Players who meet the criteria for "international" players are automatically eligible if they meet any of the following criteria:
- They are at least 22 years old during the calendar year of the draft. In term of dates players born on or before December 31, 2002, are automatically eligible for the 2024 draft.
- They have signed a contract with a professional basketball team not in the NBA within the United States, and have played under that contract.

==Invited attendees==
The NBA annually invites players to sit in the so-called "green room", a special room set aside at the draft site for the invited players plus their families and agents.
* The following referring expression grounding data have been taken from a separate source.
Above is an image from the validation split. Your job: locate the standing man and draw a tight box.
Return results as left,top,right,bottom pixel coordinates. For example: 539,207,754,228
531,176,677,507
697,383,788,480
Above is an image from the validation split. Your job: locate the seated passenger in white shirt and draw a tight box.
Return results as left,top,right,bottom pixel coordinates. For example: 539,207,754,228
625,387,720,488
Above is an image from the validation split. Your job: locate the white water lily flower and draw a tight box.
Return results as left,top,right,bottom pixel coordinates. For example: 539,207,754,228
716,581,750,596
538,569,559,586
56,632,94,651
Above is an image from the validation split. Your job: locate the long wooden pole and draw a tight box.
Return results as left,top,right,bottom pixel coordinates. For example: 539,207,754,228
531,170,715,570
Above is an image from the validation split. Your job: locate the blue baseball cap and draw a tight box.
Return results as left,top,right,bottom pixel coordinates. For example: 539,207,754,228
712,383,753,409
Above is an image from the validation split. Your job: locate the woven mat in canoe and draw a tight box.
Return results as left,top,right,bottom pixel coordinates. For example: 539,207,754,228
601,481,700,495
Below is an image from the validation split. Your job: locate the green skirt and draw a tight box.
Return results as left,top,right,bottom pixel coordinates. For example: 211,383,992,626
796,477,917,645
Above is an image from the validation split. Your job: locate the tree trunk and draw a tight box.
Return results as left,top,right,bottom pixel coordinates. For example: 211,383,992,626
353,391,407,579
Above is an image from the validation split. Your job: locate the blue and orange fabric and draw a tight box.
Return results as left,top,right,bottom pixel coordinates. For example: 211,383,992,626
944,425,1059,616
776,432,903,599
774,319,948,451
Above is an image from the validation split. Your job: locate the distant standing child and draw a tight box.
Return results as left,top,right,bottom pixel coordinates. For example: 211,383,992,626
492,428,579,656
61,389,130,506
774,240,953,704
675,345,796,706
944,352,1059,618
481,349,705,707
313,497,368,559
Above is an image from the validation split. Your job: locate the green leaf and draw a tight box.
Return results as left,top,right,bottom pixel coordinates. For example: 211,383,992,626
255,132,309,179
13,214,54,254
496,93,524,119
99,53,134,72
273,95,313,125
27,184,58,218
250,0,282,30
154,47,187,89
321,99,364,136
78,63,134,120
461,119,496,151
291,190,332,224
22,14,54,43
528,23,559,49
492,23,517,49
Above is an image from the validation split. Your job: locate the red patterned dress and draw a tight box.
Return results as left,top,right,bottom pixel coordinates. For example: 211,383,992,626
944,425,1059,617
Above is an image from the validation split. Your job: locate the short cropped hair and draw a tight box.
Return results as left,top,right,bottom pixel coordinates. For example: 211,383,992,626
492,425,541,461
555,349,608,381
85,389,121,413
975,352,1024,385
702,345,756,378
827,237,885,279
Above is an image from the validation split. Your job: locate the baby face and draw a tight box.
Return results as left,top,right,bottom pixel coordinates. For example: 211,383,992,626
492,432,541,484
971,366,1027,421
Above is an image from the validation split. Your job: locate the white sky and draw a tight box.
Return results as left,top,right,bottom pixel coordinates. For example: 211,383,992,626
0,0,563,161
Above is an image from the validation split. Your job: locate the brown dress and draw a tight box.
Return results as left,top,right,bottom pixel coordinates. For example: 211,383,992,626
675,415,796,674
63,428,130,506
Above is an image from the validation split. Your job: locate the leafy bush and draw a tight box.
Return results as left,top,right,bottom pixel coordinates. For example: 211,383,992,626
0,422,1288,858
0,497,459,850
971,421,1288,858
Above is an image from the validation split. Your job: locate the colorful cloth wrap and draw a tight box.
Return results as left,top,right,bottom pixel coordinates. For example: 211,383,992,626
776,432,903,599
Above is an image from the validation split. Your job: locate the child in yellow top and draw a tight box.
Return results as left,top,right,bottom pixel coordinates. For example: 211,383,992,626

However, due to the new nature of the NBA draft taking place over the course of two days rather than one, the NBA sent invites in waves rather than all at once. The first wave was reported on June 11, with twelve players confirmed to be involved in the initial invitation process.

- USA/LIT Matas Buzelis, NBA G League Ignite (NBA G League)
- USA Devin Carter, Providence
- USA Stephon Castle, UConn
- USA Donovan Clingan, UConn
- USA Ron Holland, NBA G League Ignite (NBA G League)
- USA Dalton Knecht, Tennessee

- FRA Zaccharie Risacher, JL Bourg (France)
- FRA Tidjane Salaün, Cholet Basket (France)
- FRA Alex Sarr, Perth Wildcats (Australia)
- USA Reed Sheppard, Kentucky
- USA Ja'Kobe Walter, Baylor
- USA Cody Williams, Colorado

A second wave of invites was reported the following week on June 15, with eight additions to the list.

- USA Isaiah Collier, USC
- USA Rob Dillingham, Kentucky
- USA Kyle Filipowski, Duke
- AUS Johnny Furphy, Kansas

- SWI Kyshawn George, Miami (Florida)
- USA Jared McCain, Duke
- CMR Yves Missi, Baylor
- SRB Nikola Topić, KK Crvena Zvezda (Serbia)

Finally, a minor third wave of invites was reported four days later on June 19.

- USA Bub Carrington, Pittsburgh
- GER/BRA Tristan da Silva, Colorado

- USA DaRon Holmes II, Dayton
- USA Kel'el Ware, Indiana

In addition to these, Canadian center Zach Edey from Purdue University was also given an invitation, but he declined to travel in order to watch the NBA draft at his alma mater with his family.